Setting row level security is a three steps process:
- Disable data value suggestions
- Access the Rule Builder
- Define Rule-Based Row Level Security rules
Disable data value suggestions
When you set Rule-Based Row Level Security, you need to first turn off search suggestions on data values.
When Rule-Based Row Level Security is set, it protects users from seeing data they shouldn’t in worksheets and pinboards. However, the search suggestions are not filtered using Rule-Based Row Level Security, so it is possible someone could see a data value they should not in a search suggestion. Disabling suggestions on data values corrects this. Be sure and do this procedure before setting up Rule-Based Row Level Security.
Contact ThoughtSpot Support, and tell them that you will be setting up Rule-Based Row Level Security. Ask them to disable data value suggestions for you. When this setting has been made, continue with the next procedure.
Access the Rule Builder
To set up rule-based row level security, you first need to access the Rule Builder. To get to the Rule Builder:
-
Click on DATA, on the top navigation bar.

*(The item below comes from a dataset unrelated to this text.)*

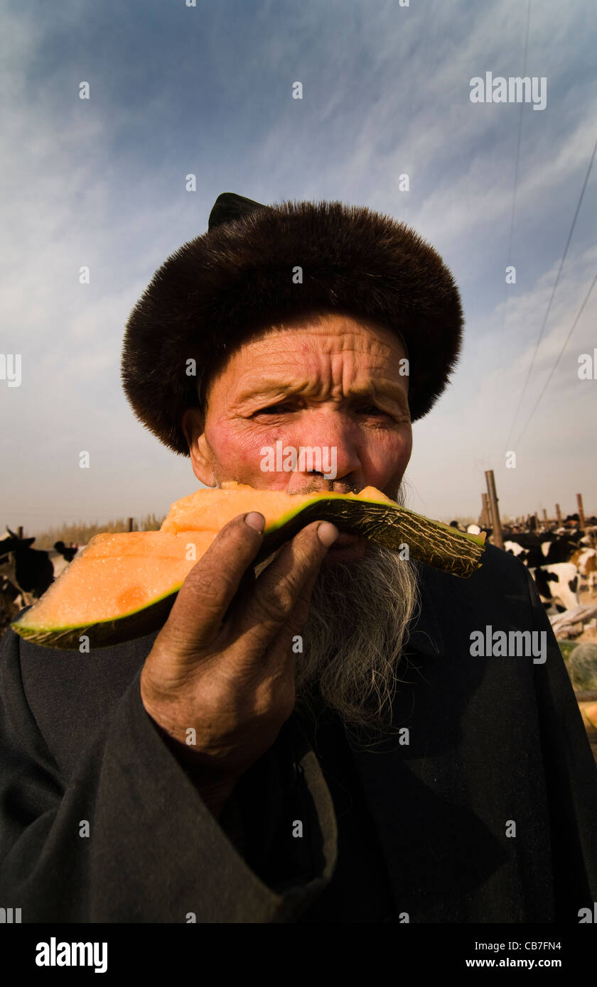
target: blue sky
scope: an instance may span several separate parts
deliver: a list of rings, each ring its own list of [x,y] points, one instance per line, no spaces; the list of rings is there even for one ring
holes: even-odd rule
[[[521,0],[2,0],[0,12],[0,352],[23,361],[20,387],[0,381],[0,528],[165,513],[197,488],[189,461],[134,418],[120,355],[154,270],[207,230],[222,191],[367,205],[452,269],[465,348],[413,426],[409,506],[476,516],[491,468],[504,514],[571,512],[579,491],[597,512],[597,380],[577,376],[597,346],[597,290],[517,441],[597,270],[597,167],[512,427],[597,137],[586,0],[531,5],[526,74],[548,80],[543,111],[469,98],[472,76],[523,73]]]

- Select a table from the list by clicking on it. Row level security can only be set on tables and imported data, not on worksheets. The settings you make to the tables will automatically apply to any worksheets or pinboards created on top of them.
- Click Row security at the top right side of the page.
-
Click the + Add row security button.
-
The Rule Builder will appear, where you can define row level security rules.
Define Rule-Based Row Level Security rules
You define row level security by creating an expression that gets evaluated for every row and group combination. This powerful feature can be used with up to thousands of groups. To define a row level security rule:
- Open the Rule Builder.
-
Use the Rule Builder window to enter a row security rule.
You’ll type in an expression, which gets evaluated for every row and group combination. If the rule evaluates to true for a particular row and group, that group will be able to see that row. Use the variable ts_groups to refer to the group name. For example, the expression ts_groups = location would allow users to only see rows where the value in the location column was the same as their group name.
Notice how this type of security rule is self-maintaining. If you were to later add additional locations, the rule will still work, as long as users are placed in the group that matches their location.
-
Use formulas if you want to define more complex expressions.
You can see a list of available operators by clicking on Rule Assistant.
-
Use the suggestions to build a valid expression.
When the expression is valid, you’ll see a green indicator at the bottom of the Rule Builder. As you type, you’ll see suggestions for formula syntax, variables, and column names. Using these suggestions can make defining an expression easier, particularly when it comes to specific syntax, like enclosing parameters in parenthesis. And if you can’t remember the exact column name or variable you want to use, the suggestions can help.
-
Click Save.
The rule you created will be shown in the list of rules.
- Click on its name to view or edit the rule. You can also add more rules by clicking + Add.
To test your rule, create a search that includes the column(s) you used in your expression, save it to a pinboard, and share it with all users. Log in as users in different groups, and make sure they are seeing the appropriate rows in the pinboard you created.